Please look past the pink ribbon, the sweet-faced young Blessed on the medallion, and the whole roses thing. St. Thérèse of Lisieux is much more than that. St. Thérèse has been adored by girls everywhere (young and not so young), but it is a shame to keep her memory confined in pink ribbons, saccharine statuary and paper roses. Full disclosure: pink is my favorite color, I am overly fond of sweet vintage religious statuary, and “Tea Rose” is my favorite perfume. I have a pink shelf in my bedroom with a statue of The Little Flower next to a “shabby chic” vase of pink roses. And there is an antique plaster medallion over my desk at work.
How much would we lose out on if we let our devotion to St. Thérèse be limited to her girlish appeal? If what she can teach to those of us of any gender or age would be obscured by the frilly packaging? She is no pastel saint; no patroness of the Hello Kitty fan club. Her truth is the dynamic contradiction found in this Doctor of the Church. She is demure yet fierce, simple yet profound, minimally schooled yet possessing great knowledge, little yet huge.
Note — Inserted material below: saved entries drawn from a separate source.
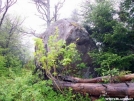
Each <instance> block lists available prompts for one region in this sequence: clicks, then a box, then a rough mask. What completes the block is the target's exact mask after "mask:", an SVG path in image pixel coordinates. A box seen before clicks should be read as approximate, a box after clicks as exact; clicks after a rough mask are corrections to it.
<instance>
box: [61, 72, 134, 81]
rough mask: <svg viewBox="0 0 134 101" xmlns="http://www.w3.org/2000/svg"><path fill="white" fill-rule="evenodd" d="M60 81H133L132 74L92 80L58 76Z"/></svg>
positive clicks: (114, 76) (133, 74) (99, 77)
mask: <svg viewBox="0 0 134 101" xmlns="http://www.w3.org/2000/svg"><path fill="white" fill-rule="evenodd" d="M59 77H60V79H61V80H63V81H69V82H74V83H99V82H104V81H105V80H108V79H109V80H113V81H114V82H126V81H131V80H134V74H128V75H122V76H113V77H110V76H103V77H97V78H92V79H82V78H77V77H71V76H61V75H59Z"/></svg>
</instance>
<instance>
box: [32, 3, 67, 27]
mask: <svg viewBox="0 0 134 101" xmlns="http://www.w3.org/2000/svg"><path fill="white" fill-rule="evenodd" d="M33 2H34V3H35V5H36V8H37V10H38V12H39V13H40V14H41V15H40V18H41V19H43V20H44V21H45V22H46V23H47V27H49V26H50V24H51V23H52V21H57V20H58V15H59V14H58V13H59V10H60V9H61V8H62V6H63V4H64V2H65V0H60V1H58V2H57V3H56V4H55V5H54V11H52V10H51V2H50V0H33Z"/></svg>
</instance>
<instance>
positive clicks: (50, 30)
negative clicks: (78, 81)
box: [41, 19, 97, 78]
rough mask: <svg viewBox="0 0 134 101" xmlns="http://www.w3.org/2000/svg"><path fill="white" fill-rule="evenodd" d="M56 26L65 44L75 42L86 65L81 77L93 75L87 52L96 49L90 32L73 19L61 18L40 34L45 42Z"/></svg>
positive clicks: (86, 76) (90, 63)
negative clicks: (86, 30) (82, 26)
mask: <svg viewBox="0 0 134 101" xmlns="http://www.w3.org/2000/svg"><path fill="white" fill-rule="evenodd" d="M57 27H58V29H59V38H60V39H63V40H65V41H66V43H67V44H70V43H72V42H76V45H77V50H78V51H79V52H80V53H81V54H82V55H81V58H82V62H84V63H86V66H87V68H86V69H83V70H82V75H83V77H84V78H88V77H89V76H90V75H92V76H94V75H95V72H94V67H93V66H92V59H91V58H90V56H89V55H88V52H90V51H92V50H94V49H96V48H97V47H96V44H95V42H94V41H93V39H92V38H91V37H90V34H89V33H88V32H87V31H86V30H85V29H84V28H83V27H81V26H80V25H79V24H78V23H76V22H74V21H73V20H71V19H62V20H59V21H57V22H55V23H54V24H52V26H50V27H49V28H48V29H47V30H46V32H45V33H43V34H42V35H41V38H42V39H43V41H44V43H45V44H47V41H48V39H49V36H50V35H52V34H54V32H55V29H56V28H57ZM77 39H79V40H77ZM76 40H77V41H76Z"/></svg>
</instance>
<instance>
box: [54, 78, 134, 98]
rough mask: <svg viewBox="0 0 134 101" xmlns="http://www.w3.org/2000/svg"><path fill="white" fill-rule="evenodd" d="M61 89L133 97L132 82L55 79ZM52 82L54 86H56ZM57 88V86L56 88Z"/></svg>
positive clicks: (87, 92)
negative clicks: (77, 81) (60, 80)
mask: <svg viewBox="0 0 134 101" xmlns="http://www.w3.org/2000/svg"><path fill="white" fill-rule="evenodd" d="M55 82H56V85H58V87H60V88H61V89H68V88H72V90H73V91H75V92H77V93H84V94H85V93H87V94H89V95H90V96H96V97H100V96H106V97H121V98H125V97H126V96H127V97H128V98H134V83H127V84H126V83H117V84H96V83H71V82H65V81H55ZM56 85H55V84H54V87H55V88H57V86H56ZM57 89H58V88H57Z"/></svg>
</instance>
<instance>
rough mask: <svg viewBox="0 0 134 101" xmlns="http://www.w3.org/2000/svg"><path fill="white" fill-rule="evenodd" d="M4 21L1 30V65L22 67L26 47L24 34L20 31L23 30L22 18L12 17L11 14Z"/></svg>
mask: <svg viewBox="0 0 134 101" xmlns="http://www.w3.org/2000/svg"><path fill="white" fill-rule="evenodd" d="M3 22H4V23H3V24H2V26H1V30H0V58H1V62H0V65H1V66H2V67H22V66H23V62H24V57H25V56H24V55H25V53H26V49H25V47H24V46H23V44H22V36H21V35H22V34H21V33H20V32H19V30H21V22H20V19H19V18H16V19H11V17H10V16H6V17H5V19H4V20H3ZM27 56H28V55H27ZM22 57H23V58H22Z"/></svg>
The more I have learned about St. Thérèse, the more I have gone beyond the popular and most appealing imagery. As someone from a family afflicted by misophonia, I find inspiration in the way St. Thérèse offered up her irritation at the annoying, fidgety noises of one of her sisters. Misophonia, which Wikipedia so benignly defines as “selective sound sensitivity,” is a definition that does not describe the torture of the simplest sounds, such as the sound of a loved one’s chewing cereal. Misophonia is an endless opportunity for sacrifice. Crunchy vegetables, Doritos, cracking knuckles, radio static . . . endless.
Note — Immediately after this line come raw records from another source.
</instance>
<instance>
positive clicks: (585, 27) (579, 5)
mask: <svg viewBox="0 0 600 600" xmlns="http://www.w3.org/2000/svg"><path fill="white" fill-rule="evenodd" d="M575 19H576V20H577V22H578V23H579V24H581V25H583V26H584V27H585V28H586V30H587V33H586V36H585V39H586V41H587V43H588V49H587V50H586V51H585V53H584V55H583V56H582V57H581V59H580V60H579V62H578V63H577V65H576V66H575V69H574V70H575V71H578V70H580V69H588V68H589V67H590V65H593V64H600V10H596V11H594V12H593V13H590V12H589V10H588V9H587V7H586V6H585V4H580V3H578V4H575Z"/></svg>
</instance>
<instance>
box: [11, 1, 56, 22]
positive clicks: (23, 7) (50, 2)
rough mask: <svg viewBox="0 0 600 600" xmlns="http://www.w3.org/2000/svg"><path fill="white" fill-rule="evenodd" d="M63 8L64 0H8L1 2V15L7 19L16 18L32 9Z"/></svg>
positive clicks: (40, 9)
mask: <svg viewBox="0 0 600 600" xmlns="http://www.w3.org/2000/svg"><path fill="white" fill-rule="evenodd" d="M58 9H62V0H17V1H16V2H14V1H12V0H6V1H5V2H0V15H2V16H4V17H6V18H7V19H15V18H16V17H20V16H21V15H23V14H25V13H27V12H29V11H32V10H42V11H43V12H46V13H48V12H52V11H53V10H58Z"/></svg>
Like millions of believers, I have been intrigued by her promise of letting “fall a shower of roses. I will spend my heaven doing good upon earth.” And, yes, there have been roses. But there has also been the consolation in knowing that she faced her own time of spiritual darkness: “If you only knew what darkness I am plunged into.”
“My mission is to make God loved…” Therein is the ongoing, big mission of the Little Flower. Anonymous and cloistered, she did her part to evangelize the world. Her vocation when she entered the Carmel of Lisieux was “to save souls, and especially to pray for priests.” She became patroness of the missions, through prayer and correspondence with priests, which is as close as she came to having served in the mission field. Writing her own story only under the command of her superior, she gave us her Little Way — a way available to all. In these seemingly small ways she went about her mission.
“I understood that the Church had a Heart and that this Heart was burning with love. I understood that Love comprised all vocations, that Love was everything, that it embraced all times and places … in a word, that it was eternal! … O Jesus, my Love … my vocation, at last I have found it … My vocation is Love!” That is the inspiration I seek as I keep St. Thérèse before me at home and at work. To have a vocation that is so large, yet can be served in the littlest of ways. This is too large and too powerful to be kept hidden under pink ribbons and treacle-y piety.